FOR THE LONGEST TIME, HOWARD Hughes had wanted Wayne to make a film about Genghis Khan. Two years earlier, Dick Powell, the former film juvenile who had grown up and into rough-and-tough guy roles and become a savvy producer, had been hired by Hughes to direct the film. Hughes, never a speedboat, was finally ready to make it, which meant everybody had to be ready.
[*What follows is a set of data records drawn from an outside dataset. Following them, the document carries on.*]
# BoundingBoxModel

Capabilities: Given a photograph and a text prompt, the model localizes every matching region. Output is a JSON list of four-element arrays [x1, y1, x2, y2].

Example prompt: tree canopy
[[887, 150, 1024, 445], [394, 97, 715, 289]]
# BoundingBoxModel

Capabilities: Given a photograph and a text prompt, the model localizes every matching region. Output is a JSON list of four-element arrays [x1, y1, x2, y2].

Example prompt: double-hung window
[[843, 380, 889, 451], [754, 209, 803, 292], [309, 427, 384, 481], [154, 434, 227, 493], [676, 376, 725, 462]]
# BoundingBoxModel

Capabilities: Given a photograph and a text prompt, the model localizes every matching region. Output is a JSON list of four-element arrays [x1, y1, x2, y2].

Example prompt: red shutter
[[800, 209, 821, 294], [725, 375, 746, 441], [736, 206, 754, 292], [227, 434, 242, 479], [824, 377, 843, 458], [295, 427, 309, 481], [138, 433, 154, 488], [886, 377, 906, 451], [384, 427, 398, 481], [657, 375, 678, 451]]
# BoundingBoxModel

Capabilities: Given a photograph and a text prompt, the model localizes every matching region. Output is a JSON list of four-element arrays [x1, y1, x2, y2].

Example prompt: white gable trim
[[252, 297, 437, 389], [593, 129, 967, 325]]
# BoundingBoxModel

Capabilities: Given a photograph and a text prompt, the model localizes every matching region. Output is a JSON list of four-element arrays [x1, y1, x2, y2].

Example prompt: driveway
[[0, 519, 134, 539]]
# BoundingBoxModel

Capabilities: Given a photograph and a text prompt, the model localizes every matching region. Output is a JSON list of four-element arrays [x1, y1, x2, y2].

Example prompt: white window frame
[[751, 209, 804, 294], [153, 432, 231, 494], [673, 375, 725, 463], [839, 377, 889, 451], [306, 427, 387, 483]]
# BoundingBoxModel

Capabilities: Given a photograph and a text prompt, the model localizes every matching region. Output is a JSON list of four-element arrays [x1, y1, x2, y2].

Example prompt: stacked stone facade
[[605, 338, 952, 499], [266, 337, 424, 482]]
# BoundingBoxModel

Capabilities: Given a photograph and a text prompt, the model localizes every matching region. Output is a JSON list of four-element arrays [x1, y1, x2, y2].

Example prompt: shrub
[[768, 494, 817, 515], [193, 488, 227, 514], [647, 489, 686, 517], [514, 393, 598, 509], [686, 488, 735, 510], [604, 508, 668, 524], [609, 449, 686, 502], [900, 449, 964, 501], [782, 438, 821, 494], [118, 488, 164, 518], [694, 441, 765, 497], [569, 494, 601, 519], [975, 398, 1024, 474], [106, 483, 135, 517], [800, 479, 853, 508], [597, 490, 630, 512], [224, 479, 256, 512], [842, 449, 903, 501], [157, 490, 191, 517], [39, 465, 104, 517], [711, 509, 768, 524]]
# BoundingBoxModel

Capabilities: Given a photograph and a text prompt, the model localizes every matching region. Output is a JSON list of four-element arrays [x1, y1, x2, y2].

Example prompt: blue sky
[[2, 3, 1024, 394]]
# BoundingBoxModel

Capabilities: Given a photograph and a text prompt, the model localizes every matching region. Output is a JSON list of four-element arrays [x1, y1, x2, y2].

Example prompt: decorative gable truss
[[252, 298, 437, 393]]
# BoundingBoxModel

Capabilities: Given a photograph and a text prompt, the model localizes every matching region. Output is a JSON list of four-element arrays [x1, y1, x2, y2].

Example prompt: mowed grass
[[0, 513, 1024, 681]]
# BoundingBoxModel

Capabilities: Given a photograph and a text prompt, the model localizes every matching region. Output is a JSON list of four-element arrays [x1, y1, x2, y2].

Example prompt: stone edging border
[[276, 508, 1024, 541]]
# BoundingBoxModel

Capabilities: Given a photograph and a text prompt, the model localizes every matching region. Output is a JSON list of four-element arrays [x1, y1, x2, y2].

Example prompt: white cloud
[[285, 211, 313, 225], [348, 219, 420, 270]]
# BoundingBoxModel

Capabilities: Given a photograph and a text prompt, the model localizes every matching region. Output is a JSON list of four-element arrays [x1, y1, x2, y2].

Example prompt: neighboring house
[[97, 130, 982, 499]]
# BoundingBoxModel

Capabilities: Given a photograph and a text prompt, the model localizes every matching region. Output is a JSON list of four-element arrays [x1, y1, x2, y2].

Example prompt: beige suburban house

Given the green light, Powell’s first choice to play the lead had been Marlon Brando, and when he told Hughes, he did not say no. As it turned out, Brando was under contract to Warner at the time, and they wouldn’t loan him out. Hughes was convinced he could get them to change their mind, no matter how much he had to pay. He hired British-born screenwriter Oscar Millard, who had relocated to Hollywood after World War II, to custom-fit a script for the actor. The screenwriter, however, ignored Hughes and wrote it his own way, without considering Brando at all. According to Millard, “I decided to write it in stylized, slightly archaic English, mindful of the fact that my story was nothing more than a tarted-up Western. I thought this would give it a certain cachet and I left no lily unpainted. It was a mistake I never repeated.”